Ukraine:
A Real Knockout (cont.)
“I don’t know.”
“Thanks.”
“How about Harvest Moon.”
She sang Harvest Moon. I joined
in on the chorus.” When that ended we sang “Bicycle
Built for Two” and “The Streets of New York.”
As we sang we held Luba’s arms and
turned around in a circle. Luba smiled and followed
along but again she didn’t seem to really get into
it. Halfway through the third rendition of “The Streets
of New York,” Luba’s eyes rolled back into her head.

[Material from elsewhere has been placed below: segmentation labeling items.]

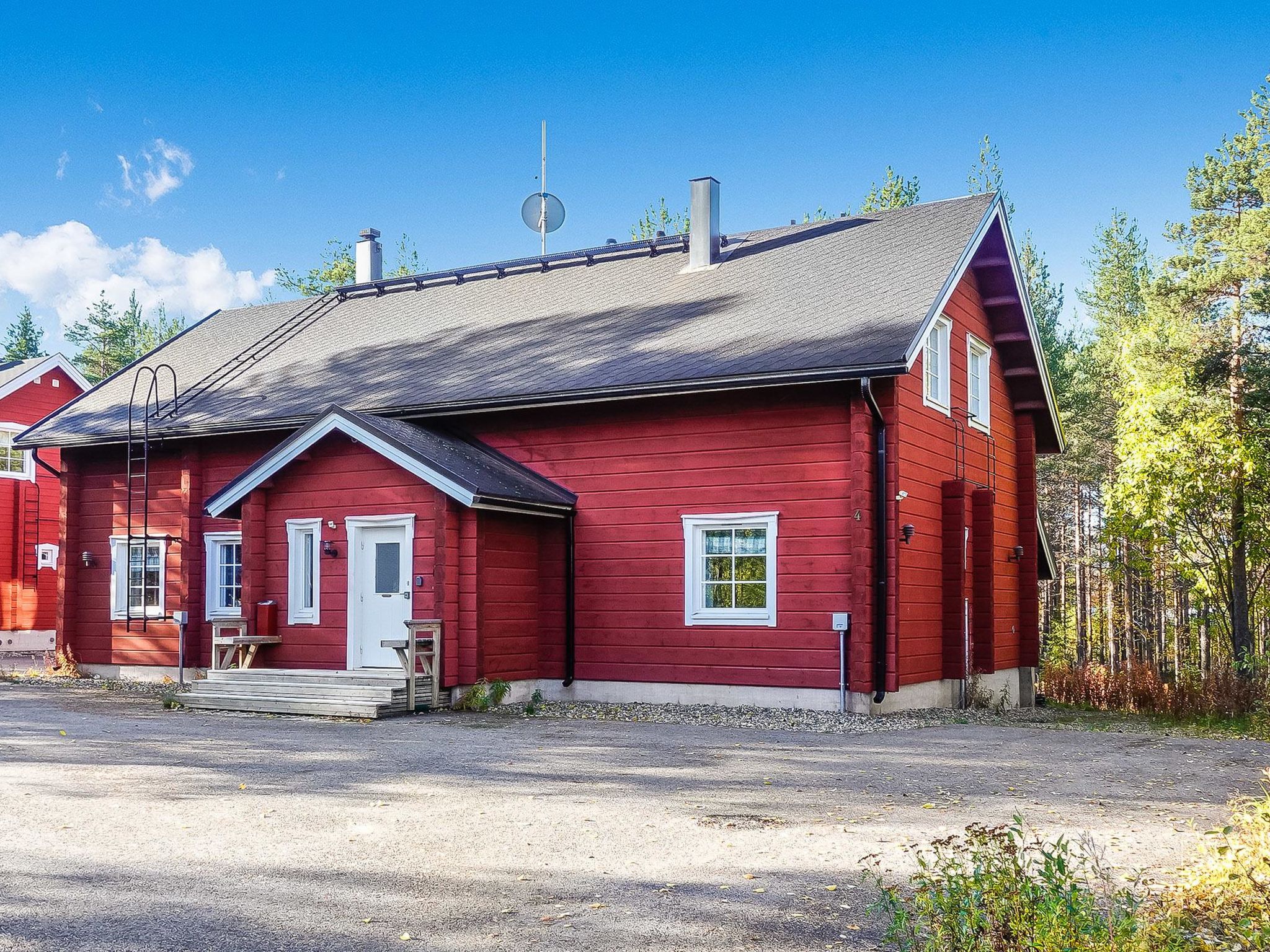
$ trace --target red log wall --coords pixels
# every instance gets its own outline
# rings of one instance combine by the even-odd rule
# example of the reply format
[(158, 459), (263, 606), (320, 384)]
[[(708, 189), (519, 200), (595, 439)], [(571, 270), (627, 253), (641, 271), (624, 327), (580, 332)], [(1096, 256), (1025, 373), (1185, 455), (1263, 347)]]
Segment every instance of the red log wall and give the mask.
[[(57, 386), (53, 386), (57, 381)], [(0, 421), (29, 425), (70, 402), (80, 393), (61, 369), (42, 373), (0, 399)], [(61, 467), (56, 449), (39, 451), (39, 458), (55, 470)], [(25, 512), (38, 504), (39, 537), (28, 531)], [(36, 482), (0, 477), (0, 631), (51, 631), (57, 627), (57, 576), (50, 569), (36, 574), (34, 586), (23, 584), (23, 564), (34, 565), (36, 546), (60, 543), (61, 486), (56, 476), (36, 465)], [(64, 551), (58, 557), (61, 565)], [(29, 571), (27, 572), (29, 580)]]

I had never actually seen that happen in real life,
but here it was.
And then she fell backward.
I caught her and pressed my head
to her chest to make sure she was alive. She snored
lightly.
“She’s asleep!”
“She’s so comfortable with us she’s
sleeping.”
Sherry was not sure. But I was.
I felt myself grinning widely. We took turns holding
her while she slept. As I held her I felt a sun rising
in my chest. Nothing felt more comfortable in the
world than holding this child. Sherry took a picture
of me while I held Luba and it is true I do have a
wide grin on my face. I can’t look at that picture
anymore, without feeling a stab.
Three days into the adoption process
we dropped by an internet café to send photos
of Luba to our friends. We had e-mailed both doctors
and both doctors had failed to reply. I knew that
we had e-mailed them on the weekend, but surely they
opened their email on Saturdays or Sundays. Evidently
not.
We stopped into the very modern
looking one we always went to, the one along the main
shopping district. It was a very stainless steel and
glass kind of place, with an adjacent coffee shop,
and lots of new computers that would have gleamed
if they weren’t so dusty.
I gave the college age woman behind
the counter enough cash to rent a machine for an hour
and we chose one far from the front door. Then I went
over the coffee shop with Irina to get drinks. Irina
stayed in the shop while I carried my tea and Sherry’s
coffee to her at the terminal.
I joined Sherry, set her cup down
carefully, and was sipping my tea when Sherry gasped,
“Oh, no.” I turned to the computer, thinking it had
crashed again. Ukrainian computers crashed even more
often than American ones did.
On the screen was an email from
the Orphan Doctor. The day before we had sent her
the information about Luba, her height, her weight,
her head size. I will never forget the chill that
shot through me as I read.
“I have looked at the e-mail materials
that you sent on 5/18. She is microcephalic, which
has a poor prognosis for future normal development.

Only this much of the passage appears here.